Justine Kerfoot–Woman of the Boundary Waters



The US Forest Service reports that just a quarter of visitors in the BWCA Wilderness are women, and that percentage has been relatively consistent for the last few decades. One of the most well-known women of the Boundary Waters, Justine Kerfoot, still inspires women to venture out into the wilderness.

Justine, born Justine Spunner in 1906, grew up in the Chicago area. She first visited the wilderness area in 1927 when her mother traveled from Illinois to look at buying the Gunflint Lodge from Dora Blankenburg. 

While Mae Spunner negotiated the purchase, Justine and a friend from college set out with a guide to travel from Gunflint Lake to Saganaga Lake. Immersed in the wilderness, Justine was hooked on the Boundary Waters.

Having completed her undergraduate studies, Justine planned to become a physician. She agreed to spend the summer break from school in Minnesota, helping to run the resort her mother purchased in 1928. When Mae bought the resort, it had five cabins and a small lodge building with a store carrying supplies and a dining room. It had no electricity or plumbing. 

When the Great Depression started in 1929, the Spunner family lost everything except the Gunflint Lodge. Justine moved up here in 1930.

She quickly learned how to live in the wilderness, becoming an in-demand guide for hunters and fishermen. She fixed plumbing, did carpentry, built furniture, and welcomed visitors to the Lodge.

One day, she met Bill Kerfoot camping on a beach on Gunflint Lake. Kerfoot’s father was president of Hamline University in St. Paul, and Bill dreamed of serving in the foreign service. Like many others, the Great Depression put those dreams on the back burner. He told Justine he was desperate for work, and she offered him room and board in exchange for work around the resort. The two found a familiar spirit, and they married in 1934.

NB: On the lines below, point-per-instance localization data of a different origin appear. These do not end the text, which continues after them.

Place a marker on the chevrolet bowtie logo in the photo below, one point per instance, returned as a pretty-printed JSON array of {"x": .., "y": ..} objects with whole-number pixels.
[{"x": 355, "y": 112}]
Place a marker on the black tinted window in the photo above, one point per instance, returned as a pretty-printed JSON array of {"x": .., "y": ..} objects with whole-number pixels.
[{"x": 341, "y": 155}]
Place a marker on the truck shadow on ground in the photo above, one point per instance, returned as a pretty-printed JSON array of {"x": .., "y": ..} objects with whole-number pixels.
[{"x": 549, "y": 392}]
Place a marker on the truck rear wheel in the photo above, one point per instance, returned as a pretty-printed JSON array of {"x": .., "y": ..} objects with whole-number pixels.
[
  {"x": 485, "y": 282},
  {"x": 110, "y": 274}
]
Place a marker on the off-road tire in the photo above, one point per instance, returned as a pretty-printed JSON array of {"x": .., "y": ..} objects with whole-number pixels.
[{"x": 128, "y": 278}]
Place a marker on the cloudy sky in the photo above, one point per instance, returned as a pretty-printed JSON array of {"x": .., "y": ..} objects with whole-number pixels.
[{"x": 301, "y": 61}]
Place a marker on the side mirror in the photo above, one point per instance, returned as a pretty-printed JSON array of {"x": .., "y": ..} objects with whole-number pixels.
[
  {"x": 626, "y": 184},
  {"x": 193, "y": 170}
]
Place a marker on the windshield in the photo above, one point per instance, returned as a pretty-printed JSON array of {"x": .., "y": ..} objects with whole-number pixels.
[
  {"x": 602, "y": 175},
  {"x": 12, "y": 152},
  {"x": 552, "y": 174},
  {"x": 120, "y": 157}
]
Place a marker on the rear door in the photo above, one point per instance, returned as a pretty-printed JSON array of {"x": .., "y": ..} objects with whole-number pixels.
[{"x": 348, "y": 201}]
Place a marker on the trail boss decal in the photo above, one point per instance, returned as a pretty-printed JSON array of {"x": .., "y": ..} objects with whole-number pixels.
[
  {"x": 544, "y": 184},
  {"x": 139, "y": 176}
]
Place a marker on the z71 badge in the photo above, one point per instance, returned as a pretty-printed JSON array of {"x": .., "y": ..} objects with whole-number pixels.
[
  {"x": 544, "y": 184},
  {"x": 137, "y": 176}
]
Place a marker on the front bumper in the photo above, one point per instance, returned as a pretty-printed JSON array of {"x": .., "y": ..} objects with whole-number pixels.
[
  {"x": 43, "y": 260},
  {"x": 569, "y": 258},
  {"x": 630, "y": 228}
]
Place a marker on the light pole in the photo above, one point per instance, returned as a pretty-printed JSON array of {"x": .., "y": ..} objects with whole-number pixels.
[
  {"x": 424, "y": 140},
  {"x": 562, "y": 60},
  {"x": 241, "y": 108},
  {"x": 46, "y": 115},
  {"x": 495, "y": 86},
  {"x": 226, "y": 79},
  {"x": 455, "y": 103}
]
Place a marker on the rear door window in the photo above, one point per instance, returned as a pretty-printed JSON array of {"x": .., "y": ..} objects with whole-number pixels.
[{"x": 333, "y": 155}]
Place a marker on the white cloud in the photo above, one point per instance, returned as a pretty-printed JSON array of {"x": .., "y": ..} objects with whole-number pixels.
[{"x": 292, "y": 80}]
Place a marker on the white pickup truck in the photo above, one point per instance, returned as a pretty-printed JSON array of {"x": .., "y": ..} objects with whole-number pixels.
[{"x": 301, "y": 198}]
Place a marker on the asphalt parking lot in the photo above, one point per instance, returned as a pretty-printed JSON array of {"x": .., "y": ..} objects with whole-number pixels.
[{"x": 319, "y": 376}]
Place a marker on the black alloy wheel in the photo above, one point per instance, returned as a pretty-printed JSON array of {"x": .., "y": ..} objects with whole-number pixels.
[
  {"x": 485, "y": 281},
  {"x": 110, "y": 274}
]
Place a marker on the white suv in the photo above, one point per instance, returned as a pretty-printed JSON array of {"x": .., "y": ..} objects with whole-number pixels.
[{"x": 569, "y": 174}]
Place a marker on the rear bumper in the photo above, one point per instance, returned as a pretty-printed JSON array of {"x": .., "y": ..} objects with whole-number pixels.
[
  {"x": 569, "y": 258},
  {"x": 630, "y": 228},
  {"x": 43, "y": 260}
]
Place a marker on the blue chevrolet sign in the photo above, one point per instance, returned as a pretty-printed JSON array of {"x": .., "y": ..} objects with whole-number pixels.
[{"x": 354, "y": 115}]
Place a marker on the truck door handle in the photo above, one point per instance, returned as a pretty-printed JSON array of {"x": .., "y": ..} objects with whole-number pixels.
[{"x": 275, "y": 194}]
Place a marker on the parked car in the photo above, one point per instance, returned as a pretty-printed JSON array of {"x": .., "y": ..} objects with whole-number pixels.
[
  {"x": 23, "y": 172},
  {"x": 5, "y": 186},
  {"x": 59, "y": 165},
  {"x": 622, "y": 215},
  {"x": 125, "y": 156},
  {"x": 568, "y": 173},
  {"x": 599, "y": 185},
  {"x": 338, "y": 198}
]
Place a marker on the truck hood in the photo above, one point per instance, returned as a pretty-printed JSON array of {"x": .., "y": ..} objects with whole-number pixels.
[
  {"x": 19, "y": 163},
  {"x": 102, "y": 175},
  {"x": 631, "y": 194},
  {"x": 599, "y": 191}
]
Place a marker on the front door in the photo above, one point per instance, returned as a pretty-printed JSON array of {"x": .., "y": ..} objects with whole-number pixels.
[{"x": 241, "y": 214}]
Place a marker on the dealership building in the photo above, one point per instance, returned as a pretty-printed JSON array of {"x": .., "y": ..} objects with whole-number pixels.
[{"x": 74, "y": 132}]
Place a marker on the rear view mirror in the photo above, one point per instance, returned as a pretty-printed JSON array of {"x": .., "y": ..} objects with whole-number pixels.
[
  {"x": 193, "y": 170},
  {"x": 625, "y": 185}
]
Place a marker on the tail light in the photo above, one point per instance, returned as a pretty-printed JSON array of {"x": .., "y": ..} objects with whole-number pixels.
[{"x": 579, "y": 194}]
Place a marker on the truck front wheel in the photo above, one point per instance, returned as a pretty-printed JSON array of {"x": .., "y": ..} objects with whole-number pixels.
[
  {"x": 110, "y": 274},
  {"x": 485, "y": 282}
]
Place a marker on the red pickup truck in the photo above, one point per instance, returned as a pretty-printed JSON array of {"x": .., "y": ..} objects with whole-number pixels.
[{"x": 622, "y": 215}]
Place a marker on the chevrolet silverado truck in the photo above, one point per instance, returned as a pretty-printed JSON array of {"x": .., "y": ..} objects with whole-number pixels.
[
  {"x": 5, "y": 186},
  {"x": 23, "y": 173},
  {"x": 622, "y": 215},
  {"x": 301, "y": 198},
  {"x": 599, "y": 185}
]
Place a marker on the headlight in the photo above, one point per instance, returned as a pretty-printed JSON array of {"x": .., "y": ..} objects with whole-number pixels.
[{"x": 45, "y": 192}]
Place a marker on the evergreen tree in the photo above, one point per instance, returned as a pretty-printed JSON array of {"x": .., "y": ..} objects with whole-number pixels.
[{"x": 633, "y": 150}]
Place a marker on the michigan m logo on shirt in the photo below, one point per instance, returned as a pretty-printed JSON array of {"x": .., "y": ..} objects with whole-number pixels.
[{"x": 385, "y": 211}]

Justine and Bill were leaders as active members of the Gunflint Trail Association, a group of resort owners and outfitters who have called the Gunflint Trail home since the early 1900s, according to its website. Justine served as a Cook County commissioner in the 1960s. 

Miss Justine Spunner, August 20, 1932, at the dock at Gunflint Lodge. J Kerfoot Photos

The Kerfoots went on to raise three children, eventually handing over management of the Lodge to their son, Bruce, and his wife, Sue. The Kerfoot family owned Gunflint Lodge until 2016, when John and Mindy Ferguson bought it. 

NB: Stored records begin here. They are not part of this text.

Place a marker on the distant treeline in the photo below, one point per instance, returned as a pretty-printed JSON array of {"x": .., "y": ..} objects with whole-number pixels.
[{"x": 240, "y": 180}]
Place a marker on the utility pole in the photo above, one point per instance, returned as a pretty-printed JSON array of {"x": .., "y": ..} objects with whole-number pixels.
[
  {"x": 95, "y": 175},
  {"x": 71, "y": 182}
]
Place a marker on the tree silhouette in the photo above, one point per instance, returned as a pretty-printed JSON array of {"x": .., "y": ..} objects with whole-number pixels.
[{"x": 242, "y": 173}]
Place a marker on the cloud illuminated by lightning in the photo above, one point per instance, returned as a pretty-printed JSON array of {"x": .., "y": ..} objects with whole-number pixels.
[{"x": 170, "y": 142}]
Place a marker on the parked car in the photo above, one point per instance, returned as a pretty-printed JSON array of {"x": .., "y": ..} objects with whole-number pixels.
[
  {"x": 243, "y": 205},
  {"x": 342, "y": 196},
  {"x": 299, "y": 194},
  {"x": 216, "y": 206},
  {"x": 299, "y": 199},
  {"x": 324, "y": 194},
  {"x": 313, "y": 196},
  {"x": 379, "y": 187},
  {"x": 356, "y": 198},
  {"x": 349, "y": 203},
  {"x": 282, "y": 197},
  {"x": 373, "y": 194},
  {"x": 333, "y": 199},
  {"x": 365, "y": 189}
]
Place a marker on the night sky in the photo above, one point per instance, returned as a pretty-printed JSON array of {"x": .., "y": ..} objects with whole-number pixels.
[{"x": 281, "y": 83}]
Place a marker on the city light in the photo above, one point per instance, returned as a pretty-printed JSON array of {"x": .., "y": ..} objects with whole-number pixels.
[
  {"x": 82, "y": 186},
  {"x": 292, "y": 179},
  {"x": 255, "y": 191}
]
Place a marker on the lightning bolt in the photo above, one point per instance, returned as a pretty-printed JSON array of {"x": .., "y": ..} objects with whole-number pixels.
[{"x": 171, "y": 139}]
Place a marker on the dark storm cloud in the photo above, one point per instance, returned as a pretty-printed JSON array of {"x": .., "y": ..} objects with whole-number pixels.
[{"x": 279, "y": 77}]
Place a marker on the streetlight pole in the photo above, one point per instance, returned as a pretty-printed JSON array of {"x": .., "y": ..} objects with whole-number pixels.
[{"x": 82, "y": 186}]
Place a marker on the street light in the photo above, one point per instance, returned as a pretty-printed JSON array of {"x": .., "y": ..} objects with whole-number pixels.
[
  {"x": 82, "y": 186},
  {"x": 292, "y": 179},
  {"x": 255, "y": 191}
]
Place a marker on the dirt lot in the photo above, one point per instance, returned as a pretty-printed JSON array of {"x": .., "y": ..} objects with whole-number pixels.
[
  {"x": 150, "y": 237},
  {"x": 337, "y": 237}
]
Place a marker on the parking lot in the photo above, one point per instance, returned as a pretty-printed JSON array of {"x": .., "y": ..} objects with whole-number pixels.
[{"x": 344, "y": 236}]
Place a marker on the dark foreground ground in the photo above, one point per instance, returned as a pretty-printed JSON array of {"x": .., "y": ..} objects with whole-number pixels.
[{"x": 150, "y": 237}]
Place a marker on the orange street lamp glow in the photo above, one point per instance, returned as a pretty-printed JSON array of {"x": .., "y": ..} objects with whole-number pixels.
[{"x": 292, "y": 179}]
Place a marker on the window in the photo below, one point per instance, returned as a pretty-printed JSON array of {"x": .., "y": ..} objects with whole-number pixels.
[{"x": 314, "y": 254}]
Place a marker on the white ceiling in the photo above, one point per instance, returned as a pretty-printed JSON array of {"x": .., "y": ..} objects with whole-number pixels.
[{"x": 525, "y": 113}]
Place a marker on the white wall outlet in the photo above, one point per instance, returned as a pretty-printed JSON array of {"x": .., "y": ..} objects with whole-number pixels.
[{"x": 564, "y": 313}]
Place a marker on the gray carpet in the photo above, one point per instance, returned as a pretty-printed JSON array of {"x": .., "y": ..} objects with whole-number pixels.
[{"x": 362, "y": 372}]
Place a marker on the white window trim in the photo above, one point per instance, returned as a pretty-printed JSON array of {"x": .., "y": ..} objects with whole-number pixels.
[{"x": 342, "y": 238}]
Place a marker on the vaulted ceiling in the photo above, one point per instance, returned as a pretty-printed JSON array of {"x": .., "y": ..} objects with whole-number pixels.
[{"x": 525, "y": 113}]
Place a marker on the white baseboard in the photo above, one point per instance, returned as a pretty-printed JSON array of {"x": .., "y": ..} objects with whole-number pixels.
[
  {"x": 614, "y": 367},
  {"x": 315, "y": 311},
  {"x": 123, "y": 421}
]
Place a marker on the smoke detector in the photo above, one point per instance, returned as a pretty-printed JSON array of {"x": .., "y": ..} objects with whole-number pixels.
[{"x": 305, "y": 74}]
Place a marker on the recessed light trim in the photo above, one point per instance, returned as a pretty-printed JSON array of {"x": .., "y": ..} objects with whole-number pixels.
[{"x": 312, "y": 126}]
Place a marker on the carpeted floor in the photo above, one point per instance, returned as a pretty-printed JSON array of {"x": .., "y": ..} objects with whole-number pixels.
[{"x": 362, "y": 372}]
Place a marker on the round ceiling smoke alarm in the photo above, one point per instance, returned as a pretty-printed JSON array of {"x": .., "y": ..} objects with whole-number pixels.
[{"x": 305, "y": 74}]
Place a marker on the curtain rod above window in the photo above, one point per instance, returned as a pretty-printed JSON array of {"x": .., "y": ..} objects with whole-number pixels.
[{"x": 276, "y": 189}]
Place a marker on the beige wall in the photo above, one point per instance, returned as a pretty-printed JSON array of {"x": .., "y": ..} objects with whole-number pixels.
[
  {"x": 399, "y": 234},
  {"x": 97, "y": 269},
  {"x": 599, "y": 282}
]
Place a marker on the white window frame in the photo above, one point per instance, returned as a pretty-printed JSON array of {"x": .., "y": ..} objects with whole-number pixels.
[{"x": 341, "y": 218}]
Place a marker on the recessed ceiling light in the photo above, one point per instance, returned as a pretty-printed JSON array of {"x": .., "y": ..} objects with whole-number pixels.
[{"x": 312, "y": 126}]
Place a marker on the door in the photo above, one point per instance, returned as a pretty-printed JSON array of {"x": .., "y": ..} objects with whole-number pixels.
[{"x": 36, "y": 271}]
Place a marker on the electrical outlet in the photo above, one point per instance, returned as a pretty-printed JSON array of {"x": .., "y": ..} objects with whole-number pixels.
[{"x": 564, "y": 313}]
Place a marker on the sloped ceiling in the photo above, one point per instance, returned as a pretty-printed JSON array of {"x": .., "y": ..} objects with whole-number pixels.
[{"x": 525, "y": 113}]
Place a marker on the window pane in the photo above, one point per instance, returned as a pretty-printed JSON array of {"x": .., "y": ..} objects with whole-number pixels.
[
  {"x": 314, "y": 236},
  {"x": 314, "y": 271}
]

Justine died in 2001. She was 94 years old.

Justine wrote with beauty and grace about the essence, vitality, and delicacy of the boundary waters area. She published two books. 

In “Woman of the Boundary Waters–Canoeing, Guiding, Mushing, and Surviving,” she expresses a deep reverence for the nature that has become her way of life and the people of the Gunflint Trail.

In “Gunflint: Reflections on the Trail,” Justine chronicles a year of experiences and insights living on the Gunflint Trail. It is a delightful memoir that captures the spirit of Justine.

For almost 50 years, Justine wrote a weekly column for the Cook County News Herald. She wrote about everything from neighbors’ new and old activities to the experiences she had in the wilderness during those decades. To say that Justine was an institution at the newspaper would be an understatement. She survived six publishers before retiring in the late 1990s.

As you think about the trip you’re planning to the BWCAW in the coming months, take some time to read one or both of Justine’s books. You will be inspired.